Chrysonotomyia susbelli is a species of parasitoid wasp in the family Eulophidae. First described in 2024, it is the first species of Chrysonotomyia known to parasitize Cynipid gall wasps and the 6th species known from America north of Mexico. So far, it is only known from Rice University in Houston, Texas. Its description attracted local and international media attention.

== Etymology ==
The specific epithet susbelli roughly translates to "war pig" in Latin, in reference to the mascot of Wiess College, a residential college at Rice University. Wiess's official colors are very similar to C. susbelli's dorsal coloration.

== Description ==
Chrysonotomyia susbelli is a tiny wasp, with females measuring 1.0–1.2 mm and males measuring 0.9 mm. The upper half of the thorax is golden yellow, with various dark brown markings dorsally. These markings include a metallic brown band at the front of the mesonotum. The lower half of the thorax is pale white, creating a distinct countershading with the top half. The antennae have a pale scape and a light yellow pedicel with the inner apical two-thirds dark brown. The remaining antennal segments are darker yellow with the final segment dark brown. The eyes are pink. The abdomen, similar to the thorax, is golden yellow above with dark brown banding and pale white below.

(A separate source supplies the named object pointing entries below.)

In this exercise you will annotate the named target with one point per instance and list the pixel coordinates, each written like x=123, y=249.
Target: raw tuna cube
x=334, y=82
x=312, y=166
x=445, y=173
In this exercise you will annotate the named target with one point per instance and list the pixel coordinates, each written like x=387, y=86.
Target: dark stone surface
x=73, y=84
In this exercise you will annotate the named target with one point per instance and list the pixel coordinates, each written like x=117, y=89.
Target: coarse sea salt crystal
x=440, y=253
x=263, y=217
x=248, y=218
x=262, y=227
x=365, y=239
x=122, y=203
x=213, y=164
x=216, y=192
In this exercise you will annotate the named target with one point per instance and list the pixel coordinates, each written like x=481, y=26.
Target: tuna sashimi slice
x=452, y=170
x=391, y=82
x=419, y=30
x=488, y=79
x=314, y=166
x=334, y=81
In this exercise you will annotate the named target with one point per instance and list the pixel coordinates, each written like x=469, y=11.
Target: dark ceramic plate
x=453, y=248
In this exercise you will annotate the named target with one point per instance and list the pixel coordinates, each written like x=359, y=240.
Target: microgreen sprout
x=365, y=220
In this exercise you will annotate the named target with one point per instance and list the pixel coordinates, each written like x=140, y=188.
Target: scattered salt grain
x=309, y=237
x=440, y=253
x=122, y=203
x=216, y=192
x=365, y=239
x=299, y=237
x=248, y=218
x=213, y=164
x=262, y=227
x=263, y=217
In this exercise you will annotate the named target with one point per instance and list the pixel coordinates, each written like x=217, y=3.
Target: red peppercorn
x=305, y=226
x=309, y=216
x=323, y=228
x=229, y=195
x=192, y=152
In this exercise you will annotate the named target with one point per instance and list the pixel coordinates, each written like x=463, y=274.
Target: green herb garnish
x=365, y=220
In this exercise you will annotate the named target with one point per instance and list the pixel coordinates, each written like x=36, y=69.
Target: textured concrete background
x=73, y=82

The male C. susbelli is very similar to the female except for its smaller size and more intensely colored dark brown markings.

== Biology ==
Chrysonotomyia susbelli is known to parasitize Neuroterus bussae, a gall wasp in the family Cynipidae. N. bussae forms small clusters of fleshy, round galls on the leaves of the southern live oak (Quercus virginiana) in Spring. Chrysonotomyia susbelli has been observed emerging from Neuroterus bussae galls from 18 April to 10 May and observed active on live oak leaves up to 18 May. Additionally, adult females were observed to only walk in zigzags in both field and lab conditions.